Le litige concernait un ressortissant néerlandais domicilié en France mais exerçant son activité professionnelle aux Pays-Bas.  En tant que travailleur migrant, il est soumis à la sécurité sociale dans l’État d’emploi (les Pays-Bas), ses revenus ne devraient donc pas être soumis dans l’État de résidence (la France) à des contributions sociales.

La Cour de Justice de l’Union Européenne de Luxembourg a ainsi décidé que la France n’avait pas le droit de soumettre leurs revenus immobiliers réalisés en France à la CSG et à la CRDS, dans la mesure où ils ne bénéficient pas de la Sécurité sociale française.

Depuis 2012, les non-résidents se trouvent imposés à ces prélèvements sur leurs revenus immobiliers de source française. Au titre de l’année 2012, le montant des prélèvements sociaux des contribuables non-résidents s’est élevé à 344 M€.

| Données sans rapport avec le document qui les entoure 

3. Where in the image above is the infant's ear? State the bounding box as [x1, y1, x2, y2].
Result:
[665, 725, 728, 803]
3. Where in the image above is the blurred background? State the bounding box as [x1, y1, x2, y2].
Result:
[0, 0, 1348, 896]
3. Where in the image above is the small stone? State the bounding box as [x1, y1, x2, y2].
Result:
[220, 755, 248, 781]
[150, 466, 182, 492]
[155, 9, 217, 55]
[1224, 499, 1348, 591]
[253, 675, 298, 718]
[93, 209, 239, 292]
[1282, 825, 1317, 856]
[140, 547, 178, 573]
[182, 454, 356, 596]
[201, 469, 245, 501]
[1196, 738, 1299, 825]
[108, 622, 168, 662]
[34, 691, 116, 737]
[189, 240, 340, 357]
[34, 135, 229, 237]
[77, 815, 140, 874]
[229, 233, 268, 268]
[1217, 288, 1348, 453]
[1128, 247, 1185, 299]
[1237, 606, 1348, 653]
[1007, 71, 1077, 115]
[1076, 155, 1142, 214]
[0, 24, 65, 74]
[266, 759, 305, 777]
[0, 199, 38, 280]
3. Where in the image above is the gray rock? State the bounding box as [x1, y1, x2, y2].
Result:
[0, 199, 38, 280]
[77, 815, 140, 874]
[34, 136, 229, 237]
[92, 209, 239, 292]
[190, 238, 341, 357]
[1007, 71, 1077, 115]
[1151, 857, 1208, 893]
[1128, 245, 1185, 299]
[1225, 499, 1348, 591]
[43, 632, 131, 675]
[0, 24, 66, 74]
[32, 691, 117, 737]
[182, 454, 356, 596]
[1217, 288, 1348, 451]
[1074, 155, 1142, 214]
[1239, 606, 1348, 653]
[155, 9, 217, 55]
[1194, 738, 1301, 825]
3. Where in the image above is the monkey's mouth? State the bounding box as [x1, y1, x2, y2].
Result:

La décision de la Cour de Justice de l’Union européenne a vocation à s’imposer à la France pour les revenus du patrimoine des personnes physiques résidentes d’un autre Etat. Une procédure est en cours afin d’étendre cette disposition à tous les non-résidents (y compris hors Europe).

Cette décision ouvre la voie à un raz-de-marée de réclamations fiscales de la part des milliers de contribuables non-résidents qui ont été à tort soumis aux prélèvements sociaux.